Exploring the HTML5 Web Audio: visualizing sound

If you've read some of my other articles on this blog you probably know I'm a fan of HTML5. With HTML5 we get all this interesting functionality, directly in the browser, in a way that, eventually, is standard across browsers. One of the new HTML5 APIs that is slowly moving through the standardization process is the Web Audio API. With this API, currently only supported in Chrome and as of October 2013 also in Firefox, we get access to all kinds of interesting audio components you can use to create, modify and visualize sounds (such as the following spectrogram).

Update 30-11-2013: Firefox also has support for this API but a couple of API elements have changed. I've updated this article to reflect those changes and the examples now work on Firefox and Chrome. Additionally you can download the sources from this article from github: https://github.com/josdirksen/smartjava/tree/master/webaudio

localhost_Dev_WebstormProjects_webaudio_-1.png

So why do I start with visualizations? It looks nice, that's one reason, but not the important one. This API provides a number of more complex components, whose behavior is much easier to explain when you can see what happens. With a filter you can instantly see whether some frequencies are filtered, instead of trying to listen to the resulting audio for thse changes.

There are many interesting examples that use this API. The problem is, though, that getting started with this API and with digital signal processing (DSP) usually isn't explained. In this article I'll walk you through a couple of steps that shows how to do the following:

  • Create a signal volume meter
  • Visualize the frequencies using a spectrum analyzer
  • And show a time based spectrogram

We start with the basic setup that we can use as the basis for the components we'll create.

Setting up the basic

If we want to experiment with sound, we need some sound source. We could use the microphone (as we'll do later in this series), but to keep it simple, for now we'll just use an mp3 as our input.
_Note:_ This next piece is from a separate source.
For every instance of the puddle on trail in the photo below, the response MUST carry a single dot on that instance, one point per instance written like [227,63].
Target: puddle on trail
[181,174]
To get this working using web audio we have to take the following steps:

  1. Load the data
  2. Read it in a buffer node and play the sound

Load the data

With the web audio we can use different types of audio sources. We've got a MediaElementAudioSourceNode that can be used to use the audio provided by a media element. There's also a MediaStreamAudioSourceNode. With this audio source node we can use the microphone as input (see my previous article on sound recognition). Finally there is the AudioBufferSourceNode. With this node we can load the data from an existing audio file (e.g mp3) and use that as input. For this example we'll use this last approach.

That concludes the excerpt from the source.